There were also physical demands to contend with: The three students spent weeks under the blistering Italian sun shoveling layers of accumulated stones and sediment that covered excavation sites.
Discoveries worth the sweat
Secundio’s grave is significant not just for his excellent physical preservation but also for what the tombstone tells us about his life. According to the grave’s inscription, in addition to his work as a priest in a religious group dedicated to Emperor Augustus, Secundio also conducted plays in Greek.
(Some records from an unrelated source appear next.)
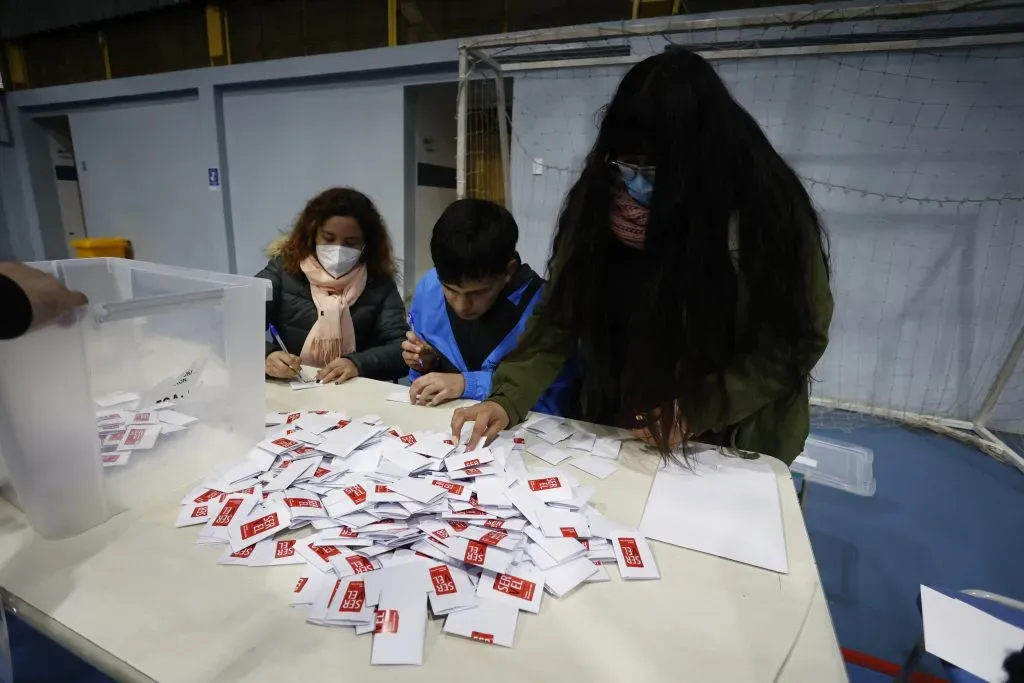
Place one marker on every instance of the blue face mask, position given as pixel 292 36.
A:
pixel 639 181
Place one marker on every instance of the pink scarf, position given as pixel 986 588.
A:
pixel 333 335
pixel 629 220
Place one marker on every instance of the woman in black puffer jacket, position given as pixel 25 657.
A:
pixel 334 293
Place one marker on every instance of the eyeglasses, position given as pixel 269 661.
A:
pixel 629 172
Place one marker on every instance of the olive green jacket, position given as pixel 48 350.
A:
pixel 758 406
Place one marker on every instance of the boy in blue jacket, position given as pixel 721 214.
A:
pixel 469 310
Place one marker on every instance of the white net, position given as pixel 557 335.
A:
pixel 913 158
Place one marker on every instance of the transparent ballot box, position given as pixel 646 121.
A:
pixel 82 393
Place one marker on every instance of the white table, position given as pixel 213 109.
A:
pixel 138 599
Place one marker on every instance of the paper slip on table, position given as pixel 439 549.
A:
pixel 138 599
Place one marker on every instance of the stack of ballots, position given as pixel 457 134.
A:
pixel 393 524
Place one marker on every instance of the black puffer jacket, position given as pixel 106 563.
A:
pixel 378 315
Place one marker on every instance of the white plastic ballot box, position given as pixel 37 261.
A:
pixel 152 337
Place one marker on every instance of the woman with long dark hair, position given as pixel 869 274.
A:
pixel 689 271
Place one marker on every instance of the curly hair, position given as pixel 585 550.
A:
pixel 345 202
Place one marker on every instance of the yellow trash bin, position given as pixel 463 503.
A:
pixel 98 247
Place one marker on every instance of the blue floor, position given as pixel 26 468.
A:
pixel 943 514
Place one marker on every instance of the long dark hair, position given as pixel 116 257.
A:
pixel 714 164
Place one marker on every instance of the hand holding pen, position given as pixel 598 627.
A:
pixel 282 364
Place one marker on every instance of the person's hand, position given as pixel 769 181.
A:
pixel 417 353
pixel 436 388
pixel 283 366
pixel 49 299
pixel 488 418
pixel 338 371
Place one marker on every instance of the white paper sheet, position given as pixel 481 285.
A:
pixel 725 506
pixel 966 636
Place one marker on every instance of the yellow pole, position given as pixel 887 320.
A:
pixel 16 66
pixel 392 23
pixel 104 49
pixel 215 35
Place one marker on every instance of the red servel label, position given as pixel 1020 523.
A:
pixel 450 486
pixel 359 564
pixel 303 503
pixel 227 512
pixel 475 553
pixel 264 523
pixel 387 622
pixel 493 538
pixel 356 494
pixel 441 579
pixel 544 484
pixel 631 553
pixel 325 552
pixel 514 586
pixel 354 598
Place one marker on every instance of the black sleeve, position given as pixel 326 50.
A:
pixel 383 361
pixel 272 272
pixel 15 318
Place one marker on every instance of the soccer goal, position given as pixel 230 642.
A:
pixel 906 124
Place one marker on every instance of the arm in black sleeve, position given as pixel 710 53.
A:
pixel 15 316
pixel 272 272
pixel 383 361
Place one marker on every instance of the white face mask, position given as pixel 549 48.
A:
pixel 337 260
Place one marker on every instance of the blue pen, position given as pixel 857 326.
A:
pixel 281 343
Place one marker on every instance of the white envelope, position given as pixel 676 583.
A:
pixel 305 589
pixel 489 622
pixel 261 524
pixel 342 442
pixel 116 459
pixel 475 553
pixel 140 437
pixel 496 538
pixel 634 556
pixel 430 444
pixel 521 586
pixel 561 580
pixel 492 489
pixel 724 506
pixel 549 487
pixel 451 589
pixel 399 629
pixel 460 461
pixel 421 491
pixel 175 418
pixel 194 513
pixel 561 549
pixel 317 556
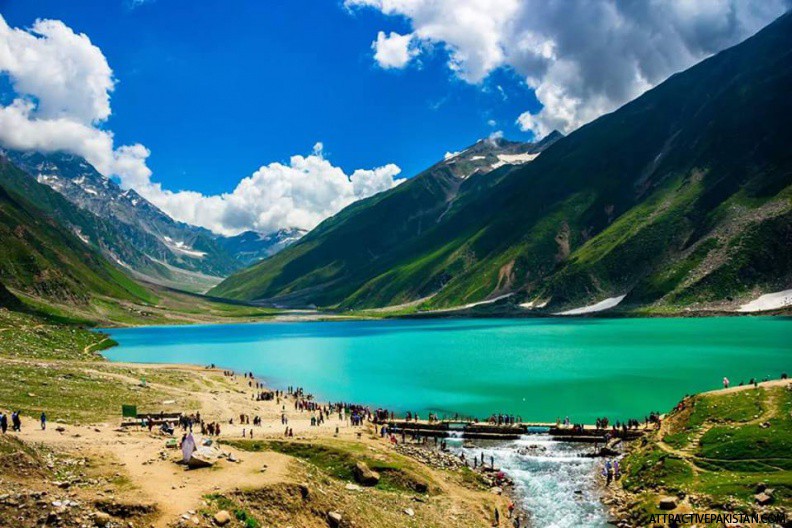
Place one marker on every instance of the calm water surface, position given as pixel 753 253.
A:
pixel 539 369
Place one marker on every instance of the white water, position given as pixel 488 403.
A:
pixel 547 476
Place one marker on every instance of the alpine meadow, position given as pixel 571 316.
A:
pixel 395 263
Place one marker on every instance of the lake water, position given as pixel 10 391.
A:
pixel 539 369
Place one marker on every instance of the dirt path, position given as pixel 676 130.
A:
pixel 151 468
pixel 688 452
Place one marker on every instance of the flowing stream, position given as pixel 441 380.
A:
pixel 538 369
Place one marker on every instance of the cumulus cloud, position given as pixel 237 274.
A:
pixel 300 193
pixel 582 58
pixel 63 84
pixel 394 50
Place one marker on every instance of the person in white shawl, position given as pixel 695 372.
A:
pixel 188 447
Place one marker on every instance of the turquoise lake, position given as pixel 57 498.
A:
pixel 539 369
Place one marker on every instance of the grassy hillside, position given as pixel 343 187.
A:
pixel 717 453
pixel 680 198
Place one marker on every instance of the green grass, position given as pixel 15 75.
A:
pixel 653 469
pixel 733 456
pixel 738 407
pixel 767 447
pixel 25 336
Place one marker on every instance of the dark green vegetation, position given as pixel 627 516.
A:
pixel 339 461
pixel 719 450
pixel 681 198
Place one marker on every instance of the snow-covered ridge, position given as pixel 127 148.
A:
pixel 180 247
pixel 601 306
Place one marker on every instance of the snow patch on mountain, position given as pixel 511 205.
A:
pixel 768 301
pixel 182 248
pixel 601 306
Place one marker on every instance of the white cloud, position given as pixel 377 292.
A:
pixel 394 50
pixel 67 74
pixel 583 58
pixel 300 193
pixel 63 84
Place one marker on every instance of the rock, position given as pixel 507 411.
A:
pixel 364 475
pixel 334 519
pixel 222 518
pixel 763 499
pixel 101 519
pixel 305 491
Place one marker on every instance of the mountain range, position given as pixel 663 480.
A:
pixel 129 230
pixel 680 199
pixel 43 259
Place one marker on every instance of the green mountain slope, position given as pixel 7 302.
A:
pixel 681 197
pixel 42 259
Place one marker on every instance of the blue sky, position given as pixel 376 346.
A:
pixel 267 114
pixel 218 91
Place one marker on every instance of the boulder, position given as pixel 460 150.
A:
pixel 222 518
pixel 101 519
pixel 364 475
pixel 334 519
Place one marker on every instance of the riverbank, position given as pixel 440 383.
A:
pixel 85 470
pixel 56 370
pixel 726 452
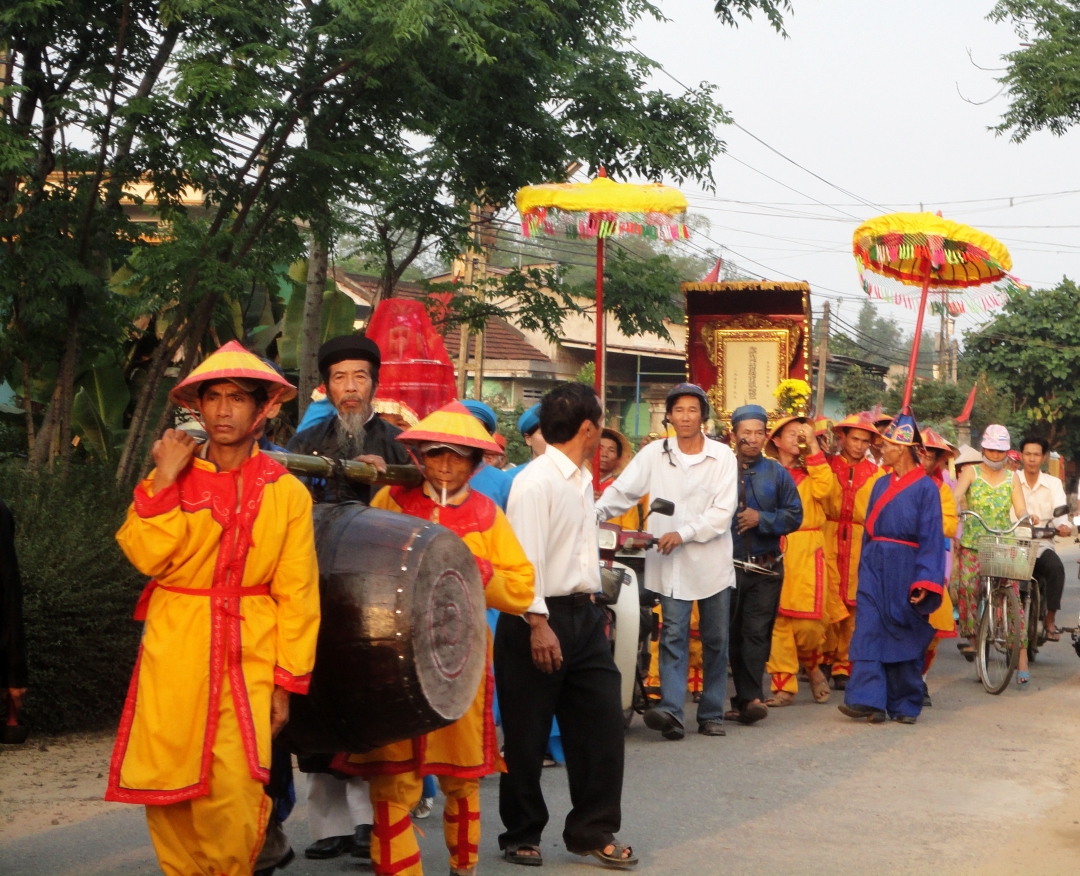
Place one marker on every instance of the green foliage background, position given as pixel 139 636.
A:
pixel 79 595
This was a particularly exciting discovery for scholars, who say it is the first concrete evidence that the language was used theatrically in the city where most residents spoke Latin.
“That performances in Greek were organized is evidence of the lively and open cultural climate which characterized ancient Pompeii,” says Gabriel Zuchtriegel, director of the Archaeological Park of Pompeii, in a press release.
The remains are currently under analysis at the Laboratory of Applied Research in Pompeii, where researchers are also determining how to preserve them.
The find of a lifetime
For Rodriguez-Perez, all the work of his undergraduate degree was put to test this summer when he excavated that urn of ashes outside Secundio’s tomb. As he dug one afternoon in late July, a clump of burnt material beneath the soil signaled that he was likely on the right path to discovery.
“Romans would burn offerings near a grave, and a lot of charcoal had meshed with the soil. I knew before I even got down [to the urn] that I was going to find something incredible,” says Rodriguez-Perez.
As he dug, he reflected on the past three years of study and training at USC Dornsife. “It made me think about all the things I had done to get there, all my work at the USC Archaeology Research Center, the digs I’d done beforehand,” says Rodriquez-Perez. “Because this could definitely be the coolest thing I might ever excavate.”